It is now our duty to consider whether there was an obligation imposed by the contract upon appellant Butsch. Counsel for appellant say: “There is no promise to pay for anything except the water to be had. The agreement is ho pay for the supply of water to be drawn by said party from said canal for the use of said ice pond.’ There is no promise to pay for any rights or any supposed rights, but for water.” It is, of course, provided in the contract that there is to be no liability for rent during a season when the water can not be supplied, and for a ratable deduction when water can not be furnished for the 'entire ice gathering season. We can not, however, assent to the claim that her liability for rent depended upon whether she exercised the privilege of drawing water from the canal. It will not do to- “stick in the bark” upon particular language in the contract. The intent of the parties should be gathered from the four comers of the instrument. The granting part of the lease is expressed to be “the right to draw sufficient water from the Indiana Central Canal.” The rent is payable in instalments for each season “during the- continuance of this lease,” and careful provision is made for the abating of the rent when water can not be furnished, or in the event that the pond is determined, by a court or other competent authority, to be a nuisance, or if an intervening *345owner interferes with the maintenance of the trunk across his land. We can not think that the parties would have seen fit to guard so carefully the tenant’s liability, in case the contemplated supply of water could not be had, if she was only required to pay in the event that she elected to draw water from the canal.

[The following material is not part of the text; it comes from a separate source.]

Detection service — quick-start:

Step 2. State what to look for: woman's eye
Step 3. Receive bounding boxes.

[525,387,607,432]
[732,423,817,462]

In Black v. Woodrow, 39 Md. 194, 215, it was said: “If the act to be done by the party binding himself can only be done upon a corresponding act being done or allowed by the other party, an obligation by the latter to do or allow to be done the act or things necessary for the completion of the contract will be necessarily implied,” citing Churchward v. The Queen, 6 B. & S. 807; Pordage v. Cole, 1 Wms. Saund. 319. To the same effect, McCartney v. Glassford, 1 Wash. St. 579, 20 Pac. 423; Lewis v. Atlas, etc., Ins. Co., 61 Mo. 534; Minneapolis Mill Co. v. Goodnow, 40 Minn. 497, 42 N. W. 356, 4 L. R. A. 202; Mississippi, etc., Co. v. Robson, 16 C. C. A. 400, 69 Fed. 773. We need not determine whether the doctrine stated is sufficient per se, under an instrument like the one in suit, to cause the court to imply an obligation upon the part of the tenant; but such doctrine, which is only another way of stating that the law inclines to a construction that will uphold, rather than to one that renders nugatory, the agreement of the parties, does clearly give added weight to those provisions of the instrument from which the agreement of appellant Butsch can be inferred. In our judgment, there was a covenant upon her part to pay rent for the privilege.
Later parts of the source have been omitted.